突き出した剣の先すらぼやけるほどの深い霧。
「エ~ン、エンエン」
子供の泣き声が聞こえた。
それは近くもあり、遠くもあるような不思議な声。
声のしたほうへと歩いてみる。しかし、進めど進めど人影すらない。
不意に背後で声がした。
「クスクス」と笑う少女の声。振り返るも誰もいない。
足元に何かが転がってきた。警戒しつつ拾い上げる。丸い玉だ。
革で出来た直径二十センチメートル程の遊戯用の玉。
さらに進む。方位磁石を確認してみるも、針はグルグルと回転しており役に立ちそうにない。
自分の勘を頼りに真っ直ぐ進む。
どれ程歩いただろうか、とつじょ霧は晴れ、左右にそびえる大きな壁に気づく。
後ろに目を向ける。左右どうよう高くそびえる壁があった。今まで歩いて来た道など跡形もない。
退路は閉ざされたという事か。
壁の高さは二十メートルはくだらない。ツルリとした壁面で継ぎ目すらなく、よじ登るのは不可能に近い。仮に登ったとしても……
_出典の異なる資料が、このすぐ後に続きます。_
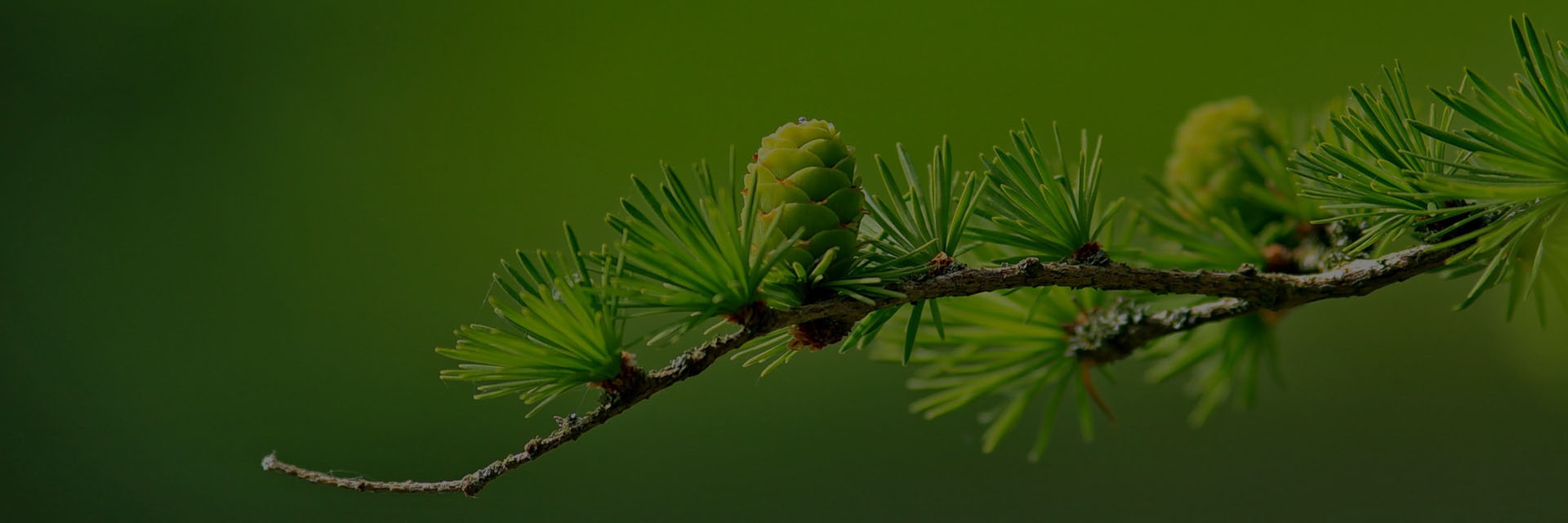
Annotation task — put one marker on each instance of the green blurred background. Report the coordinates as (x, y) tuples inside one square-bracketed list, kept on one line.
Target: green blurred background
[(240, 228)]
ロバの背に積んだ荷物の中からオレンジを一個取り出すと、空に向かって放り投げる。
ぐんぐん空へ登っていくオレンジ。壁を越えるような軌道を描く。
そうして壁を超えるかと思われた瞬間、オレンジは透明な何かに当たり跳ね返った。
やはり壁を越えての脱出は無理か。
まあ焦らずともよい。何らかの方法はあろう。ムーンクリスタルを持ち帰ったバラルド皇帝はもとより、手紙を外へと流したアシューテもいるのだ。
意識を切り替え、歩きだす。
踏みしめる地面は、巨大な石畳を組み合わせて作られており、継ぎ目からは雑草がまばらに伸びていた。
手入れする者などいないのであろう。さびれた印象をうける。
やがて前方、通路のすみに何かが見えた。――人か?
近づくにつれハッキリしてくる。それはボロボロに擦り切れた衣装を身に纏い、横たわる骸骨であった。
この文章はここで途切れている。